The standard deviation calculated for the samples prepared more than three times are listed in Table I. With sintering at 1000°C, the values of α, J_L, and E_1mA had the lowest standard deviation in total. With sintering at higher or lower temperature, the standard deviation increased. Therefore, the samples sintered at 1000°C demonstrated optimal microstructural uniformity and reproducibility of sample preparation. Finally, the ZnO varistor sample obtained at 1000°C for 2 h showed a nonlinear coefficient of 43.4 ± 2.3, a voltage gradient of 451 ± 4 V/mm, and leakage current of 4.5 ± 0.4 μA/cm².

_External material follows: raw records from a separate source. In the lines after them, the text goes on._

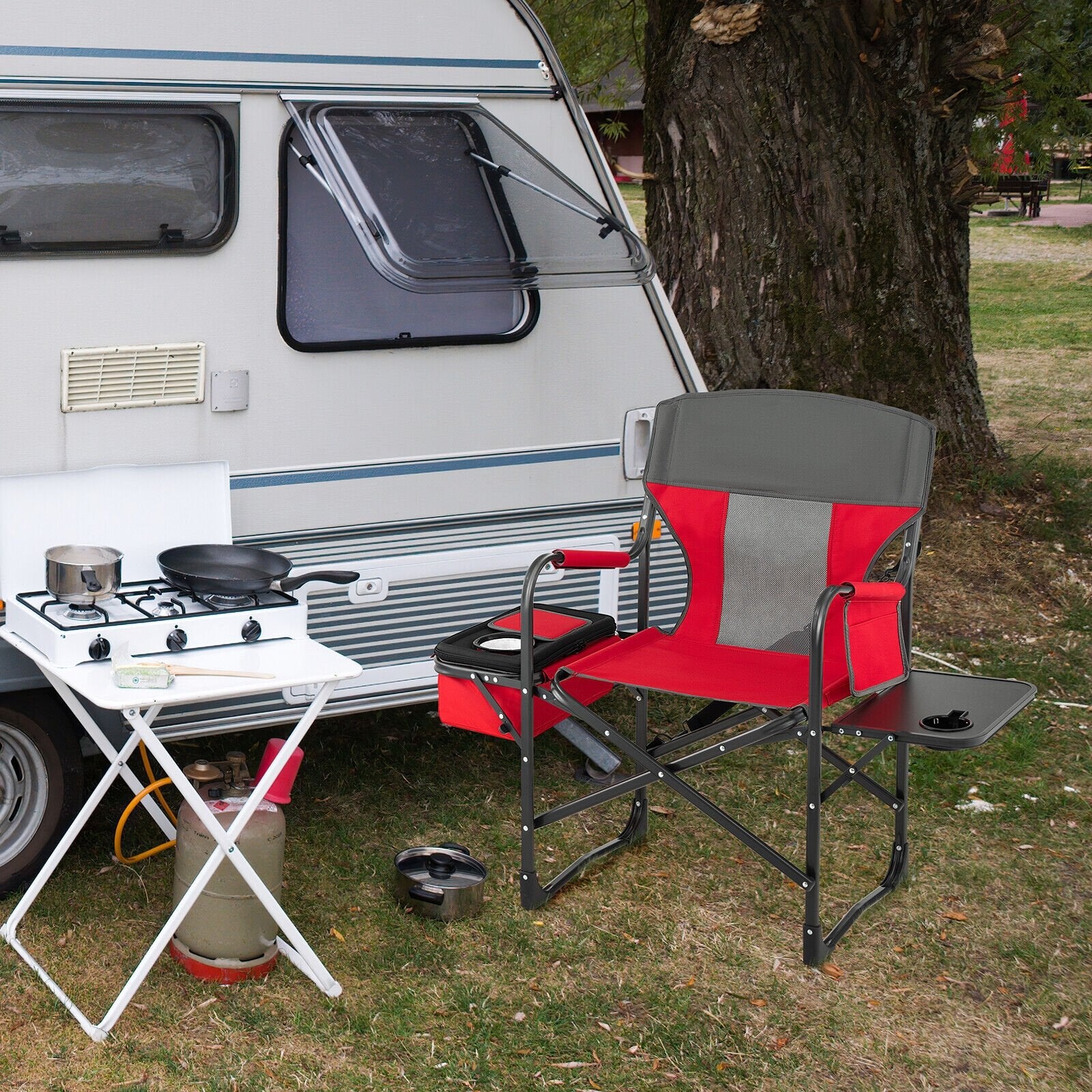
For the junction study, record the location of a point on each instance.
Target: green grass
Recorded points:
(650, 969)
(1031, 306)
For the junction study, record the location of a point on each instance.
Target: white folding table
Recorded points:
(294, 662)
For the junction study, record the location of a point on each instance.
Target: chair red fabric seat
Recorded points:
(657, 661)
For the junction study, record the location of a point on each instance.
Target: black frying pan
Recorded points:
(220, 569)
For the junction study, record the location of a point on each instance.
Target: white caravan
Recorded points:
(374, 260)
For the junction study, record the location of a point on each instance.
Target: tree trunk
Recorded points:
(809, 209)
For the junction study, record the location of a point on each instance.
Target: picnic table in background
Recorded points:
(1031, 189)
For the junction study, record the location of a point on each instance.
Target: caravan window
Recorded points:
(449, 199)
(331, 296)
(109, 177)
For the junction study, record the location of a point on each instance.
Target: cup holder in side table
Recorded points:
(938, 710)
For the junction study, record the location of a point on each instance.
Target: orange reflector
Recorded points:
(657, 528)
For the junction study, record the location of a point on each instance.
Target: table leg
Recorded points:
(9, 928)
(89, 725)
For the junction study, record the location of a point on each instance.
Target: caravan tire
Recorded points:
(41, 782)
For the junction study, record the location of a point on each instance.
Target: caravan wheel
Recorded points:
(41, 782)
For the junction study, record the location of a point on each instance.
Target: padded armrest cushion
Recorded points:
(591, 560)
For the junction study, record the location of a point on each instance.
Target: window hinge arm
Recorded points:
(609, 224)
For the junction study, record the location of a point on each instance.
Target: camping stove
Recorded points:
(145, 511)
(151, 618)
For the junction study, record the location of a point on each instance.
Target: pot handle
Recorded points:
(422, 893)
(329, 577)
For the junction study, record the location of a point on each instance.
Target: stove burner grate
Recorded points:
(161, 607)
(222, 600)
(82, 612)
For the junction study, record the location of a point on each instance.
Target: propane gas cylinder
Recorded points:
(229, 934)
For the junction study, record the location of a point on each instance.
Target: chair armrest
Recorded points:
(875, 651)
(590, 560)
(873, 592)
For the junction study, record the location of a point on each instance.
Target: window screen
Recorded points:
(449, 199)
(331, 298)
(109, 177)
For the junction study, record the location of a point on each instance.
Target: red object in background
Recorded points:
(1016, 109)
(281, 790)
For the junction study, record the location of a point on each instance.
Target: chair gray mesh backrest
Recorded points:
(775, 496)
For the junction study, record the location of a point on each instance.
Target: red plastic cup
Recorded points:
(281, 790)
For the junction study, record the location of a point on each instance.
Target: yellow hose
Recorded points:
(153, 788)
(158, 795)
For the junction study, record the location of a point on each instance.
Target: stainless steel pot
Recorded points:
(83, 575)
(440, 882)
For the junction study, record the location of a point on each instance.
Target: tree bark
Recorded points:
(809, 210)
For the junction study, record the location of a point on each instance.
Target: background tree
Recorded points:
(814, 177)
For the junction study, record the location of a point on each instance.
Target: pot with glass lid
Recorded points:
(83, 576)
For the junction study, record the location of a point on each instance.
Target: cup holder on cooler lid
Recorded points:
(498, 642)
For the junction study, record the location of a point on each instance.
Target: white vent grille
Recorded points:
(126, 376)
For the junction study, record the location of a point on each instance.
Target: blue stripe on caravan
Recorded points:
(425, 467)
(212, 55)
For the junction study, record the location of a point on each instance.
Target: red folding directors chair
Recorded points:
(782, 504)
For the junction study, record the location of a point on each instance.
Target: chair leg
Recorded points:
(816, 949)
(533, 893)
(639, 815)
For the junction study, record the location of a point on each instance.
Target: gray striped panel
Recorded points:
(775, 571)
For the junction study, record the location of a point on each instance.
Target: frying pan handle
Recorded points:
(327, 576)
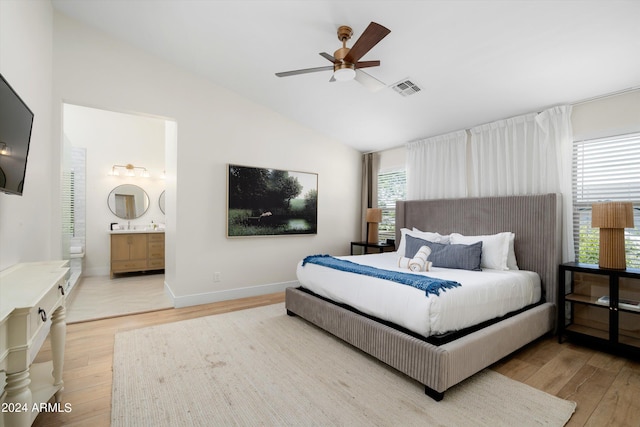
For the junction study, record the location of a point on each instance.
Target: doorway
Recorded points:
(111, 141)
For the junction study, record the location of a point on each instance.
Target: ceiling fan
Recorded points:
(346, 65)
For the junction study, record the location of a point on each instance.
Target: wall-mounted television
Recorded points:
(16, 121)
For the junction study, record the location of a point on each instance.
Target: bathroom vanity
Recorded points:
(133, 250)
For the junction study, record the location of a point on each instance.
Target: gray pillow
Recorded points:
(464, 257)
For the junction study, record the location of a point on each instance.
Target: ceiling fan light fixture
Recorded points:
(344, 74)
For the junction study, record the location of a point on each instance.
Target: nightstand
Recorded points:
(380, 246)
(600, 307)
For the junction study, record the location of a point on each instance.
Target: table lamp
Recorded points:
(374, 217)
(612, 218)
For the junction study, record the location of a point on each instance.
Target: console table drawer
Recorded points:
(40, 313)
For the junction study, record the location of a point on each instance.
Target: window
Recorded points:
(68, 192)
(392, 186)
(605, 169)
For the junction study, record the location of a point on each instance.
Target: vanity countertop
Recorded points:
(137, 231)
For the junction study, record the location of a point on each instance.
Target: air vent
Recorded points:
(406, 87)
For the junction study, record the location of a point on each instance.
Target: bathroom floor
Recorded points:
(99, 297)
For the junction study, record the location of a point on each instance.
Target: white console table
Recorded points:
(31, 307)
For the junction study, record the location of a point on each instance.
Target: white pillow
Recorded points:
(512, 263)
(495, 248)
(425, 235)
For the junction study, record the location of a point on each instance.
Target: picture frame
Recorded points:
(270, 202)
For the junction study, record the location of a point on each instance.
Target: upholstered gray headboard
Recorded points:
(535, 220)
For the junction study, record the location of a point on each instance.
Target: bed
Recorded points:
(535, 221)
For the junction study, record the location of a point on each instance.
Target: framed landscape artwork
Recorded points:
(270, 202)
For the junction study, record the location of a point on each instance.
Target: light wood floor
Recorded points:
(605, 387)
(100, 297)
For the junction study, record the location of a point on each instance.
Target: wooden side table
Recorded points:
(380, 246)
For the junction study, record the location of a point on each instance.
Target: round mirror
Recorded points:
(128, 201)
(161, 202)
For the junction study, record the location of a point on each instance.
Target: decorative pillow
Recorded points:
(464, 257)
(495, 248)
(425, 235)
(418, 262)
(441, 238)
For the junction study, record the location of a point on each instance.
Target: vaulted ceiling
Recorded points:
(474, 61)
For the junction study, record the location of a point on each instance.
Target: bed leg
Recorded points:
(435, 395)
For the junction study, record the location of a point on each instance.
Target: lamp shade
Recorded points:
(612, 215)
(374, 215)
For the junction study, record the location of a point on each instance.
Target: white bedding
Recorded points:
(483, 295)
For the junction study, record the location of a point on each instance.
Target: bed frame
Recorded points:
(536, 221)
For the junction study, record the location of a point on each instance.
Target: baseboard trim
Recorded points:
(226, 295)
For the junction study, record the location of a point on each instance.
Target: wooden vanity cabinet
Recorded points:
(136, 252)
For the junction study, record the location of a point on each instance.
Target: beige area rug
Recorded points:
(99, 297)
(262, 367)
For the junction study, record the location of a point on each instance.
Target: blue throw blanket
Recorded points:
(430, 285)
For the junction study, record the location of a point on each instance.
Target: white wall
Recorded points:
(112, 138)
(26, 222)
(214, 127)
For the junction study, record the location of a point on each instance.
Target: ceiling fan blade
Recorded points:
(365, 64)
(329, 57)
(371, 37)
(368, 81)
(304, 71)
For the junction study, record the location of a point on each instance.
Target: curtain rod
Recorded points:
(607, 95)
(580, 102)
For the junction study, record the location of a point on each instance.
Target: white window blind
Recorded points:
(392, 186)
(68, 201)
(605, 169)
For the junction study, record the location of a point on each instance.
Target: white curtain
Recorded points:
(529, 154)
(437, 167)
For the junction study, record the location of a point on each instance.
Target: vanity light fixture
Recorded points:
(129, 170)
(4, 149)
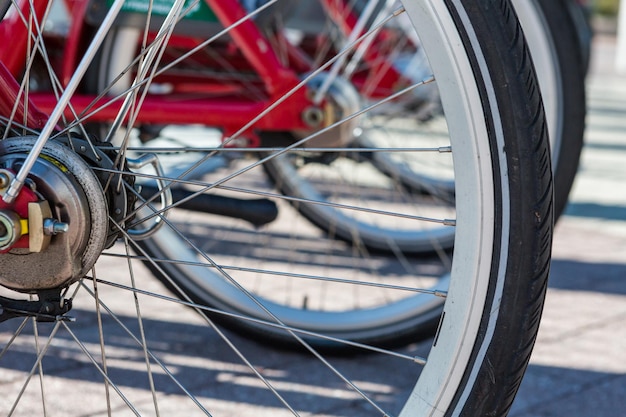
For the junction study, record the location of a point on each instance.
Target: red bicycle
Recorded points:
(103, 155)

The relative dielectric constant–frequency and loss tangent–frequency curves for the ZnO varistors sintered at different temperatures are shown in Fig. 8. The relative dielectric constant ε_r increases with increasing temperature overall. Meanwhile, the relative dielectric constant ε_r decreases only slightly with increasing frequency for the samples obtained at 900–1000°C and then decreases near the frequency of 0.15 MHz for samples obtained at 1050°C and 1100°C, corresponding to the loss peaks shown in Fig. 8b. This is due to the electronic relaxation polarization from the intrinsic oxygen vacancies and zinc interstitial defects.³⁵ It reveals that ion diffusion is stronger for the sample sintered at higher temperature, leading to more obvious polarization and loss peak. The loss tangent tanδ is less than 0.04 in the frequency range of 200 Hz to 2 MHz for the sample sintered at 1000°C.

Fig. 8

Relative dielectric constant (a) and loss tangent (b) as a function of frequency for the ZnO varistors obtained at different temperatures.

Conclusion

The effect of sintering temperature on the microstructural evolution and electrical properties of ZnO-Bi₂O₃-Sb₂O₃-MnO₂-Co₂O₃-Cr₂O₃-SiO₂ varistors was studied in detail. With sintering at 900°C, polyhedral Bi-rich phase Bi_3.73Sb_0.27O_6.0+x was distributed in the ZnO grain boundaries, preventing the effective formation of a double Schottky barrier. With an increase in temperature from 900°C to 1000°C, Bi-rich liquid phase dissolving a mass of Sb, Cr, and Mn formed during sintering, and lamellar Bi-rich phase Bi_3.73Sb_0.27O_6.0+x with the beneficiation of Mn and Cr formed in the ZnO grain boundaries during cooling. Excess O and enriched Mn⁴⁺ in Bi-rich phase Bi_3.73Sb_0.27O_6.0+x served as oxidizing agent to accept e⁻, which improved the double Schottky barrier. Therefore, the barrier height increased, the nonlinear coefficient increased, and the leakage current density decreased with the increase in temperature from 900°C to 1000°C. When the temperature was further increased from 1000°C to 1100°C, the volatilization of Bi-rich phase intensified, and the thickness of the Bi-rich thin layers clearly increased, leading to poorer uniformity of the Bi-rich thin layers. Therefore, the microstructure and electrical properties deteriorated at a sintering temperature higher than 1000°C. The voltage gradient decreased with increasing temperature due to the increased grain size. Ion diffusion was stronger for the sample sintered at higher temperature, leading to more obvious polarization and loss peak. Finally, ZnO varistors sintered at 1000°C for 2 h obtained a nonlinear coefficient of 43.4 ± 2.3, voltage gradient of 451 ± 4 V/mm, and leakage current density of 4.5 ± 0.4 μA/cm², thus showing optimal microstructural uniformity and reproducibility. The intensive study of sintering temperature has important relevance for the preparation of ZnO varistors with excellent microstructural uniformity and electrical properties.